“Observations on Co—Education"
Hanover Monthly January 1885


          As to just what the difference between the strength and activity of the masculine and feminine intellect is, we do not propose to say. As to whether the power of the brain is in proportion to the strength of the body, or to its own weight, the fact is, we don’t know. But the news that comes from Cornell, and the last term work in the Senior Prep. and Freshman classes of Hanover are sufficient for some observations.

          First: we observe that the question which has so long agitated the mind of so many strong men, “whether young ladies are capable of pursuing the same course of study as young men,” is fast being solved.

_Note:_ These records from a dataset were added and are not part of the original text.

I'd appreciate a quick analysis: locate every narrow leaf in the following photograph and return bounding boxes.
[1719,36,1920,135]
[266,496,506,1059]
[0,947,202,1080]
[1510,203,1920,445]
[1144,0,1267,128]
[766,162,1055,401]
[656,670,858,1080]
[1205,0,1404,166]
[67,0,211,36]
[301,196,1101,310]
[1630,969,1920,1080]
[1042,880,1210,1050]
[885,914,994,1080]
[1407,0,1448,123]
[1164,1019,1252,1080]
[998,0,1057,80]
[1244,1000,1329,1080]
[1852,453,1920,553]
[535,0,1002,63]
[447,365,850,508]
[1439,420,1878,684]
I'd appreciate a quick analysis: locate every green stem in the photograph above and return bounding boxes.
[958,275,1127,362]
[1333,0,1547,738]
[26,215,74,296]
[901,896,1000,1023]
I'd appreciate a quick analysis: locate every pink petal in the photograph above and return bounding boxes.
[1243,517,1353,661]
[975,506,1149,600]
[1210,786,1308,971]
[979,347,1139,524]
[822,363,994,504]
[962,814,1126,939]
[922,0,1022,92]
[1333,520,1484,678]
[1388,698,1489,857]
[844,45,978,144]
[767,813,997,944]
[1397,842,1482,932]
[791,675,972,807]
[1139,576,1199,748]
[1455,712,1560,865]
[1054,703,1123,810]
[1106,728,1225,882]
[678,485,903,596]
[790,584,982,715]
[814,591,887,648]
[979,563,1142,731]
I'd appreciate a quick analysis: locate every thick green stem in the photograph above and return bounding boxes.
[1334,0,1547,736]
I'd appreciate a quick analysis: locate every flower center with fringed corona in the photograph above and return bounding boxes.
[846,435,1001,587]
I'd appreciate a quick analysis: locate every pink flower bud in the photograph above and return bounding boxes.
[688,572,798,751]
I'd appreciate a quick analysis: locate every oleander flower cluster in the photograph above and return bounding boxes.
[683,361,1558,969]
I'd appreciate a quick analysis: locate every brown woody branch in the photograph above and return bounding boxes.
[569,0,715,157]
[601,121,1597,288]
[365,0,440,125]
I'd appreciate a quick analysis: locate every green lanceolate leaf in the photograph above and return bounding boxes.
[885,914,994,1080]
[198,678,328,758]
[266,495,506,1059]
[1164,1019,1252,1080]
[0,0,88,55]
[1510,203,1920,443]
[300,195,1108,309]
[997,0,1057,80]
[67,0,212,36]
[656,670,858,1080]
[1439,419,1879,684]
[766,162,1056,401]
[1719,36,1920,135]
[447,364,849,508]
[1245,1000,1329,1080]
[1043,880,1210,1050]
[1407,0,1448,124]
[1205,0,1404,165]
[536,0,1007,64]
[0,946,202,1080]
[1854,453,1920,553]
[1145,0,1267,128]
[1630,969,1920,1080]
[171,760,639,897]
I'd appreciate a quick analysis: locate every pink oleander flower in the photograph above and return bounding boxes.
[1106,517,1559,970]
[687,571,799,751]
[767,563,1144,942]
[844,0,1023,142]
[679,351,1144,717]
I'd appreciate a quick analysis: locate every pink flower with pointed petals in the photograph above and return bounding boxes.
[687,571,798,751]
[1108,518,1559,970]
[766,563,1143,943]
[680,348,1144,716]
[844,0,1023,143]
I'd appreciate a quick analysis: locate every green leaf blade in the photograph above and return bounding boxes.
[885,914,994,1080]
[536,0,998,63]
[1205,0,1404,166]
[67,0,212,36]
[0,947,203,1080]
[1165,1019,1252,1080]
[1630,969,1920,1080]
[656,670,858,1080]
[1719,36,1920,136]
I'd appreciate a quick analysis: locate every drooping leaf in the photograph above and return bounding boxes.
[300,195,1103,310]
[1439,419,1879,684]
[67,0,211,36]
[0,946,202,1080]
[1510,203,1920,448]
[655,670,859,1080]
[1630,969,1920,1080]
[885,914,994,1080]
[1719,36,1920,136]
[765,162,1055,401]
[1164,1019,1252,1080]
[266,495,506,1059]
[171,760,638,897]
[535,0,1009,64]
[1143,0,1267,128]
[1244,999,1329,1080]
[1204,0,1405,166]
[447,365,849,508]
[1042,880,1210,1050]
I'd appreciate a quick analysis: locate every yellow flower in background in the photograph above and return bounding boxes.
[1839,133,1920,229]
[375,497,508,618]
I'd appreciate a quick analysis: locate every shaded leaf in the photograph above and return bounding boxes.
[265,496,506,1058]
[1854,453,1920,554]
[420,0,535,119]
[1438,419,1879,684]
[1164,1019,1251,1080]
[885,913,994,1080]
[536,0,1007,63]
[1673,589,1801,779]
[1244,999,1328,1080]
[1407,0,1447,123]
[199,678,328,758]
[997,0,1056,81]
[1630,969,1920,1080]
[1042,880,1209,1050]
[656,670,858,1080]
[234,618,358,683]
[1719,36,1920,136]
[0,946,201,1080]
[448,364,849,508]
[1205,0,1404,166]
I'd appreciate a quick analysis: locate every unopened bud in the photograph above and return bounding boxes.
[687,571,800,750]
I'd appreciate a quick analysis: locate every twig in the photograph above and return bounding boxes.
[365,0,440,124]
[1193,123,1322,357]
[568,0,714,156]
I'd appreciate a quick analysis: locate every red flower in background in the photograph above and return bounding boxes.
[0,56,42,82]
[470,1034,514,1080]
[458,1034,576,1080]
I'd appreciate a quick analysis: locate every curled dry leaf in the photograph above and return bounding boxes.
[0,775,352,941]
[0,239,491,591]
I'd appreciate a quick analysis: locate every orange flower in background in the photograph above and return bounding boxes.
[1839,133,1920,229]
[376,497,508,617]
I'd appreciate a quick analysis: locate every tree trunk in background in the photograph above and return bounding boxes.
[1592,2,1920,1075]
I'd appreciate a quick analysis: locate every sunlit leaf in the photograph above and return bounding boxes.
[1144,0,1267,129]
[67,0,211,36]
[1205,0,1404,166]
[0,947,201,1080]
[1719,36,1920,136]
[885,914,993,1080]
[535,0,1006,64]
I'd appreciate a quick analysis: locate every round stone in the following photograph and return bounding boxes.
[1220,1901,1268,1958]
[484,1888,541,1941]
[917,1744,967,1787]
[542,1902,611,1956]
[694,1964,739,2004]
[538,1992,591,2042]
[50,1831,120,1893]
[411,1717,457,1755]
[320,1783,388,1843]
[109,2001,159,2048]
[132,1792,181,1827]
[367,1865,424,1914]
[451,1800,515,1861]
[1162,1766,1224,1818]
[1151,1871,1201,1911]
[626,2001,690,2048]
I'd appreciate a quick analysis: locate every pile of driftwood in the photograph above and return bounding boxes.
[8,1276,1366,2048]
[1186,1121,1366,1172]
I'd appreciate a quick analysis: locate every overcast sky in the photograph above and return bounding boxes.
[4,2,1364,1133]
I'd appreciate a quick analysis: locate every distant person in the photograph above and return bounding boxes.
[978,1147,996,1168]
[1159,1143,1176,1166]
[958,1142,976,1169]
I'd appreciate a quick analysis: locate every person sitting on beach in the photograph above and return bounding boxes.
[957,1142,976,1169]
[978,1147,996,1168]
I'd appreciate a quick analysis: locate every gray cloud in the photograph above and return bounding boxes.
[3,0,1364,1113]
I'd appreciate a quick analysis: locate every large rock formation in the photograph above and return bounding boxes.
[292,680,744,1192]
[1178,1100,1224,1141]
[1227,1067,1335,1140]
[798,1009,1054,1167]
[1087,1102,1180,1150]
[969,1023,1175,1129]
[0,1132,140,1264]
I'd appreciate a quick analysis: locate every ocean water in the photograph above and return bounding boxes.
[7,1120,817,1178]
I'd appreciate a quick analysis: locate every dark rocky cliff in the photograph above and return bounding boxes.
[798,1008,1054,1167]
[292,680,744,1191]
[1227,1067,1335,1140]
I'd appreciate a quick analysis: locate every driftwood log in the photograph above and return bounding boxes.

However broad the chasm may have been between male and female brains, the young ladies are fast bridging it, and the opposers of co-education are fast being driven behind the ramparts of the impropriety of the association of the two sexes in college.

          Here they may think they have a safe retreat, but we doubt it, because Western Reserve has lately had this very bulwark tumbled down on them. It seems that the trustees of that institution so keenly appreciated the need of this reforming element around them that they put it there against the wishes of students and faculty. That it is refining to both sexes for them to be associated together none should deny, and the apprehensions of too great intimacy from such association seem to us groundless. It is a noticeable fact that male are far more immoral and female seminaries far more giddy, than where the two are together in a mixed school. When we see male and female schools existing apart in the same town with no other reason than the one referred to for their separate existence we are made to remember the ancient custom of worship, when they had a partition wall between the two sexes.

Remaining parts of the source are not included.